2 Efisiensi yang Tinggi (High Efficiency)
Oleh sebab fuel cell tidak menggunakan proses pembakaran dalam
konversi energi, maka efisiensinya tidak dibatasi oleh batas maksimum temperatur
operasional (tidak dibatasi oleh efisiensi siklus Carnot). Hasilnya, efisiensi
konversi energi pada fuel cell melalui reaksi elektrokimia lebih tinggi
dibandingkan efisiensi konversi energi pada mesin kalor (konvensional) yang
melalui reaksi pembakaran.
3 Cepat Mengikuti Perubahan Pembebanan (Rapid Load Following)
Fuel cell memperlihatkan karakteristik yang baik dalam mengikuti
perubahan beban. Sistem Fuel cell yang menggunakan hidrogen murni dan
digunakan pada sebagian besar peralatan mekanik (misalnya motor listrik)
memiliki kemampuan untuk merespon perubahan pembebanan dengan cepat.

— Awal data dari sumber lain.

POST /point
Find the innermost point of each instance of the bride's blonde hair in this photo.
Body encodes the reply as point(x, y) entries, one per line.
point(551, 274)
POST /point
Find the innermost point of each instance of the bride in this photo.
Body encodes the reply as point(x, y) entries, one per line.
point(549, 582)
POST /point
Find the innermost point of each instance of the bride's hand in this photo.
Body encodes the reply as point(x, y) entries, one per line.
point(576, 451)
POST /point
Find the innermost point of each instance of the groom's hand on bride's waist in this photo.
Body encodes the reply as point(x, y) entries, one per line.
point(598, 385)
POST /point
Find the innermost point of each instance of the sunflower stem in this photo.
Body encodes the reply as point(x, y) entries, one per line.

4 Temperatur Operasional Rendah
Sistem fuel cell sangat baik diaplikasikan pada industri otomotif yang
beroperasi pada temperatur rendah. Keuntungannya adalah fuel cell hanya
memerlukan sedikit waktu pemanasan (warmup time), resiko operasional pada
temperatur tinggi dikurangi, dan efisiensi termodinamik dari reaksi elektrokimia
lebih baik
5 Reduksi Transformasi Energi
Ketika fuel cell digunakan untuk menghasilkan energi listrik, maka fuel
cell hanya membutuhkan sedikit transformasi energi, yaitu dari energi kimia
menjadi energi listrik. Bandingkan dengan mesin kalor yang harus mengubah
energi kimia menjadi energi panas kemudian menjadi energi mekanik yang akan
memutar generator untuk menghasilkan energi listrik. Fuel cell yang diaplikasikan
untuk menggerakkan motor listrik memiliki jumlah transformasi energi yang sama
dengan mesin kalor, tetapi transformasi energi pada fuel cell memiliki efisiensi
yang lebih tinggi.
2 Kelemahan Sel Pembakaran
1 Hidrogen yang Sulit Diproduksi
Hidrogen sulit untuk diproduksi dan disimpan. Saat ini proses produksi
hidrogen masih sangat mahal dan membutuhkan input energi yang besar, artinya
efisiensi produksi hidrogen masih rendah. Untuk mengatasi kesulitan ini, banyak
20
negara menggunakan teknologi reforming hidrokarbon / fosil untuk memperoleh
hidrogen. Tetapi, cara ini hanya digunakan dalam masa transisi untuk menuju
produksi hidrogen dari air yang efisien.
2 Sensitif pada Kontaminasi Zat Asing
Sel bahan bakar membutuhkan hidrogen murni, bebas dari kontaminasi zat
asing. Zat asing yang meliputi sulfur dan campuran senyawa karbon dapat
menonaktifkan katalisator dalam sel pembakaran dan secara efektif akan
menghancurkannya. Pada mesin kalor, pembakaran dalam (internal combustion
engine), masuknya zat asing tersebut tidak menghalangi konversi energi melalui
proses pembakaran.
3 Harga Katalisator Platinum yang Mahal
Sel pembakaran yang diaplikasikan pada industri otomotif memerlukan
katalisator yang berupa Platinum untuk membantu reaksi pembangkitan listrik.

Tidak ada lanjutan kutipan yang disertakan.